A report just released by RadarLogic states the obvious by saying “housing is a buyer’s market” which, I think by now, we all know. However the report goes on to dig into the driving forces behind this buyer’s market and makes some interesting (and concerning) observations including the fact that, while the National Association of REALTOR’s (NAR) reported that the inventory of homes for sale in January dropped to 2.31 million homes (a 6.1 month supply and the lowest level since 2006) this does not take into account vacant homes that have been held off the market, homes that have delinquent mortgages on them and are headed to foreclosure or in the foreclosure process, nor homes with underwater mortgages. This is a large pool of homes that while they are not “on the market” now, a large percentage of them likely will be in the coming months and years thereby increasing the inventory of homes for sale.
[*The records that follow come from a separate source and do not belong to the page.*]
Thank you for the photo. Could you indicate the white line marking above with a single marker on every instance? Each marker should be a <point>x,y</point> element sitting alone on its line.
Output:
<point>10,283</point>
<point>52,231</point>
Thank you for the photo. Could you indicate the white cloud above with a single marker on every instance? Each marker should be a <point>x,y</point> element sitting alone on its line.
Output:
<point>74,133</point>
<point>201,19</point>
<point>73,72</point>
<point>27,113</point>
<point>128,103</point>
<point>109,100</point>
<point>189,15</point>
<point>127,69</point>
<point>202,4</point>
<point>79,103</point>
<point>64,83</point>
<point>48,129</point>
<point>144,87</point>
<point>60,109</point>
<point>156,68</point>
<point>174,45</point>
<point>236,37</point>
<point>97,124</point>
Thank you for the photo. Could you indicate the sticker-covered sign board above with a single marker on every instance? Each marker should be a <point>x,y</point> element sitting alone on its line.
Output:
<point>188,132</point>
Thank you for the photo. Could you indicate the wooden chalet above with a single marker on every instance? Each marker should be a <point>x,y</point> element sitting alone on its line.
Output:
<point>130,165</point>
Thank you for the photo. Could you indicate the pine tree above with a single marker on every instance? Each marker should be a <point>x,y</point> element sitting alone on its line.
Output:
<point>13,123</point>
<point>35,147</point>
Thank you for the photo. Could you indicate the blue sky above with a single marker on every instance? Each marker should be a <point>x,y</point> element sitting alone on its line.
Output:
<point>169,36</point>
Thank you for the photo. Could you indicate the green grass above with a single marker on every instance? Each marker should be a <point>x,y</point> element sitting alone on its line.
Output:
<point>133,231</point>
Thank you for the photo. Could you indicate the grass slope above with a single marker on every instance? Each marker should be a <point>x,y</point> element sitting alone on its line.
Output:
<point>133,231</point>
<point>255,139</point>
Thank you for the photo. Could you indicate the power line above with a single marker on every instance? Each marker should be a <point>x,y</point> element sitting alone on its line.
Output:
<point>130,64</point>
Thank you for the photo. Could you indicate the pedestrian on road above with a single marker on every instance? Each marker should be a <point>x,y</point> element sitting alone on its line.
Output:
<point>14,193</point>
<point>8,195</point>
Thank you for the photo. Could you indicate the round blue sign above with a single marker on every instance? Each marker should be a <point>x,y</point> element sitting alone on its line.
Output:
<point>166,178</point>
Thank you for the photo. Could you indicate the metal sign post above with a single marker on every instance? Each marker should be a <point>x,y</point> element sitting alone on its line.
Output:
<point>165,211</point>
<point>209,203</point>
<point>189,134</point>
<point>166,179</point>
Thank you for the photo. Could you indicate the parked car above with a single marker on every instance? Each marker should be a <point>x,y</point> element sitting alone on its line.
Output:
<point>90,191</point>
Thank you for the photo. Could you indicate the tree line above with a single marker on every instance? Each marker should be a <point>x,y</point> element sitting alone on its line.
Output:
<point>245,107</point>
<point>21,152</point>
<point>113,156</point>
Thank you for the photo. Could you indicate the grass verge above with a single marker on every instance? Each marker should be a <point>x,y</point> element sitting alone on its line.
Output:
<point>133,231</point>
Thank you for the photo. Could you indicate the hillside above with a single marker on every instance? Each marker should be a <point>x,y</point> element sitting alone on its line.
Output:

In fact, Radarlogic estimates that the figure of 2.31 million existing homes for sale by NAR “probably underestimates the current supply overhang by millions of homes“. They come to this conclusion as a result of the following facts:
- There are some 11.1 million homes that are underwater (the mortgage balance exceeds the property value) and, given this, are at an increased risk of falling into foreclosure.
- There are 2.1 million homes in the foreclosure process at this time and the vast majority of them will enter the market via REO sales.
- The rate of homes with loans that are 90+ days delinquent remains very high and it is likely the bulk of the 1.8 million loans in this category will end up in REO inventories and be put up for sale.
- There are 3.6 million vacant homes held off the market which will eventually be put up for sale.
Other highlights from the report:
- Home sales increased in 2011 but the increased sales were a result of sellers dropping prices to meet the offers of “bargain-hunting” buyers.
- Would-be home buyers are still experiencing difficulty accessing financing.
- Home prices in distressed sales declined slightly in 2011, but less than prices on non-distressed sales did, thereby closing the gap between distressed and non-distressed home sales.